= Timeline of strikes in 1970 =

Strikes in 1970

In 1970, a number of labour strikes, labour disputes, and other industrial actions occurred.

== Background ==
A labour strike is a work stoppage caused by the mass refusal of employees to work. This can include wildcat strikes, which are done without union authorisation, and slowdown strikes, where workers reduce their productivity while still carrying out minimal working duties. It is usually a response to employee grievances, such as low pay or poor working conditions. Strikes can also occur to demonstrate solidarity with workers in other workplaces or pressure governments to change policies.

== Timeline ==

=== Continuing strikes from 1969 ===
- Delano grape strike
- 1969–1970 General Electric strike
- Hot Autumn, wave of strikes in Italy.
- 1969–1970 LKAB conflict, 8-week wildcat strike by LKAB miners in northern Sweden.

=== February ===
- 1970–1971 Newark teacher strikes. Two connected strikes, a 3-week strike in 1970 and an 11-week strike in 1971, by teachers in Newark, United States.

=== March ===
- 1970 Heathrow strike. 19-day strike by firefighters at Heathrow Airport, United Kingdom, over wages and working conditions.
- 1970–1973 Republic of Ireland rent strikes.

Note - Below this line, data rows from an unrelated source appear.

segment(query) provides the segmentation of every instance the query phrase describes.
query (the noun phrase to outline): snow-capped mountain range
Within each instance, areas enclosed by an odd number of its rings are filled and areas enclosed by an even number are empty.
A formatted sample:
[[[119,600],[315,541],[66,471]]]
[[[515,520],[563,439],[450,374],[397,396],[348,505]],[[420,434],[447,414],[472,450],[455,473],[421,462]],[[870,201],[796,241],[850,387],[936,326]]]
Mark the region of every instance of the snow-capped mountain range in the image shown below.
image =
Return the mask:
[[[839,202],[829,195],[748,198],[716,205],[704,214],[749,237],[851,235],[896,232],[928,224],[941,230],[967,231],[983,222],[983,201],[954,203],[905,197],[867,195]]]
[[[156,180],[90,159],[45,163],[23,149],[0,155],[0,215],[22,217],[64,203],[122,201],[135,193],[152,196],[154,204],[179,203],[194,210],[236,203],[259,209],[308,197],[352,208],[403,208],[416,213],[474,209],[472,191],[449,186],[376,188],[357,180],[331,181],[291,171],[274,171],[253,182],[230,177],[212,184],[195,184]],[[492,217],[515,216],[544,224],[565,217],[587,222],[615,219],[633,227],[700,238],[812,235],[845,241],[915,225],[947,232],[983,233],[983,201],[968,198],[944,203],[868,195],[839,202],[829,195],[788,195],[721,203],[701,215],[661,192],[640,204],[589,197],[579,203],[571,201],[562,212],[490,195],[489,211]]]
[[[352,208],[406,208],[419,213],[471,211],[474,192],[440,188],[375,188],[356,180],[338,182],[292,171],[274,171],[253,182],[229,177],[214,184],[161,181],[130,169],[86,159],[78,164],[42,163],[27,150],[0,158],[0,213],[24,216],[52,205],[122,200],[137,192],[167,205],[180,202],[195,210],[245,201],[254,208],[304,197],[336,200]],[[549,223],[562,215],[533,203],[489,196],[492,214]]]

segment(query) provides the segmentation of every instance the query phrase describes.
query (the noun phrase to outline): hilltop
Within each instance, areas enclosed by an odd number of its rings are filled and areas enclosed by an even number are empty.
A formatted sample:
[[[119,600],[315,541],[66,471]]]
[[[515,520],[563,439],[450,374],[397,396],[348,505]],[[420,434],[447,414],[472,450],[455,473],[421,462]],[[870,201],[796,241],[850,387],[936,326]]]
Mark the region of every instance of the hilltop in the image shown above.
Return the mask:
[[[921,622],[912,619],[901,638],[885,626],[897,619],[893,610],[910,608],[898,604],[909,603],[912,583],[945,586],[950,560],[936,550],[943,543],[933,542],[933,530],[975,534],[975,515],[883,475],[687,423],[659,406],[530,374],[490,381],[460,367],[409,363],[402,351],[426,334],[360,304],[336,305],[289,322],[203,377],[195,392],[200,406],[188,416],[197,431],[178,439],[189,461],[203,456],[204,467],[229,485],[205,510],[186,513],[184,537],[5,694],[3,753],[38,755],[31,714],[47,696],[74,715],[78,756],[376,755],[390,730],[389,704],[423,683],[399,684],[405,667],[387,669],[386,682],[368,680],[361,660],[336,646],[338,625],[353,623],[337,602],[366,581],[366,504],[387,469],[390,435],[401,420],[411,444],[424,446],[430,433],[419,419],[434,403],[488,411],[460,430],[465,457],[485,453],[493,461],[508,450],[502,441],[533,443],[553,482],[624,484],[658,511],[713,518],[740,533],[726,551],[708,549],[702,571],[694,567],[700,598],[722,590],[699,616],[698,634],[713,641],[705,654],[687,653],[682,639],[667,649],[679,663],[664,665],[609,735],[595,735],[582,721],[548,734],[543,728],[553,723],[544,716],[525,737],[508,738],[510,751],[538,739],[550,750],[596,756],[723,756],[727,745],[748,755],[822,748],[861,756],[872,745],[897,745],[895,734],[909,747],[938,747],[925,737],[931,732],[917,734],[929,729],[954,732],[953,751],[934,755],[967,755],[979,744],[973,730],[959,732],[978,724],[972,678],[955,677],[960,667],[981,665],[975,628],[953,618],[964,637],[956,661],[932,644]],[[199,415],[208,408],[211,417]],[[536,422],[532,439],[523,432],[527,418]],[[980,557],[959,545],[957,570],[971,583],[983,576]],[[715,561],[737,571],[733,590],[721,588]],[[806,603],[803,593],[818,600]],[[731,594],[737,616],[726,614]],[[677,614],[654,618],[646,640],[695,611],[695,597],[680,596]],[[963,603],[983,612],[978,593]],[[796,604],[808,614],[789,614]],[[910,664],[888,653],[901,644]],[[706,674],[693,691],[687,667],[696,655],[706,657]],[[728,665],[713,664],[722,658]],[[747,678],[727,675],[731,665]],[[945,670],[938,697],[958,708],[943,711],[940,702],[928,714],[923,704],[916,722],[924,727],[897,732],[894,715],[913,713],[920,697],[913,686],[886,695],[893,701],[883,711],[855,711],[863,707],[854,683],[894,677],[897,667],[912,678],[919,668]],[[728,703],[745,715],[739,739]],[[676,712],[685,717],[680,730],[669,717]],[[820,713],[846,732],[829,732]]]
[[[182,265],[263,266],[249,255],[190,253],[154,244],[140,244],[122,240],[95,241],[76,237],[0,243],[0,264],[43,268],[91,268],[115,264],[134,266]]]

Series of rent strikes by social housing tenants in Ireland, represented by the National Association of Tenants Organisations, over rent increases and decreases in the levels of services provided to the tenants.
- 1970 United States postal strike. 8-day wildcat strike by postal workers in the United States over low wages and poor working conditions.
- 1970 University of Wisconsin–Madison strike. 24-day strike by graduate students at the University of Wisconsin–Madison in the United States, represented by the Teaching Assistants Association. The first staff strike in the university's history.

=== April ===
- 1970 Goodyear strike. 1,5 month strike by Goodyear Tire and Rubber Company workers in the United States.
- 1970 Kansas City construction strike. 196-day strike by construction workers in Kansas City, United States.
- 1970 Minneapolis teachers' strike. 3-week strike by teachers in Minneapolis, United States, represented by the Minneapolis Federation of Teachers Local 59, over low wages and excessive class sizes.
- 1970 Pakistan journalists strike. 10-day strike by journalists in Pakistan.

=== May ===
- Irish bank strikes (1966–1976)
- Nationwide student anti-war strike of 1970

=== June ===
- 1970 Allied Corporation strike, 15-week strike by Allied Corporation workers in Buffalo, United States.
- June 15–16 events (Turkey).

=== July ===
- 1970 Granada construction strike. 8-day strike by construction workers in Granada, Spain, the first major strike in the city since the Spanish Civil War in the mid-1930s.
- 1970 Jackson strike, 3-week strike by Black municipal workers in Jackson, Mississippi.
- 1970 NFL strike
- 1970 United Kingdom dockers' strike

=== August ===
- 1970 GKN Sankey strike. 6-week wildcat strike by GKN Sankey workers in the United Kingdom.
- 1970 Rotterdam dockers strike. Major wildcat strike in the port of Rotterdam, the Netherlands.
- Salad Bowl strike

=== September ===
- 1970 UK local government strike. 6-week strike by local government workers in the United Kingdom.

=== November ===
- Colour Strike
- 1970 Folsom Prison strike
- 1970–1971 Harry Walker strike. 62-day strike by Harry Walker factory workers in Barcelona, Catalonia.
- 1970 Israeli teachers strike. 6-week strike by high school teachers in Israel.

=== December ===
- December 1970 protests in Poland

== Statistics ==
In the United States, the Bureau of Labor Statistics reported a total of 5716 work stoppages involved 824 000 workers in 1970 (for a total of 66,4 million working days lost), with 34 of those being major working stoppages involving at least 10 000 workers.

== Changes in legislation ==
In the United States, the state of Pennsylvania became the second state (after Hawaii) to guarantee public employees the right to strike.